Mi guarda negli occhi e mi sussurra "Grazie" le strizzo l'occhio in segno d'intesa, lei mi regala un sorriso sincero.

Le prendo il viso tra le mani e le metto le ciocche dei capelli dietro le orecchie "Come stai?" Una domanda così banale e sottovalutata al giorno d'oggi. Una domanda che ormai è totalmente priva di significato dal momento che nessuno ascolta veramente la risposta. Ma dai suoi occhi lucidi capisco che era l'ultima domanda che avrei dovuto fare. Alzo lo sguardo e incrocio quello di Saray che scuote la testa per farmi capire di smettere di chiedere. La stringo più forte a me perché capisco che questa volta è grave.

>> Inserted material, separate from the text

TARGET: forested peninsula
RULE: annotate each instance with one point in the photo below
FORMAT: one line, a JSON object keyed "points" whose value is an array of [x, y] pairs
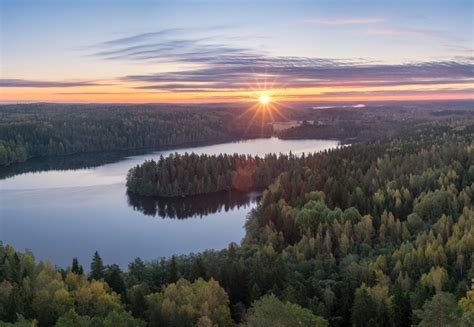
{"points": [[373, 234], [192, 174]]}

"Fatima.. ci lasci un attimo sole?" Le chiede Saray mettendole una mano sulla spalla. La ragazzina esce accompagnata da Riccia.

Appena rimaste sole squadro Saray "Che cazzo è successo?"

"L'hanno stuprata davanti ai suoi occhi.. erano in quattro.. detenuti trasferiti solo per questo direttamente da Cruz del Sur" dice il tutto senza guardarmi in faccia. Senza riuscire a reggere nemmeno per un secondo il mio sguardo.

Mi incazzo come mai prima d'ora, sento che il sangue mi bolle nelle vene e tutti i nervi tendersi. Serro la mascella cercando di controllarmi il più possibile "CHE COSA? Saray che cazzo dici??"

"Non ha potuto fare nulla, nessuno poteva" spiega con un filo di voce "Era in un'altra stanza.. Sandoval l'ha fatta prostrare ai suoi piedi per poter liberare la ragazzina da quei animali" continuo a scuotere la testa incredula. È un incubo. Un gigantesco e tremendo incubo dal quale mi sveglierò presto.

Serro i pugni e attacco le braccia tese lungo il mio corpo "Mi state dicendo che mi hanno riempito di botte e ho fatto una settimana in isolamento per niente?!" Inutile. Tutti gli sforzi, le parole, gli avvertimenti, le alleanze, le ferite.. tutto inutile.

"No, non per niente" la sua voce riecheggia in me creando emozioni contrastanti. Non mi sono ancora girata. Sono sicura che è sulla soglia e che mi sta guardando.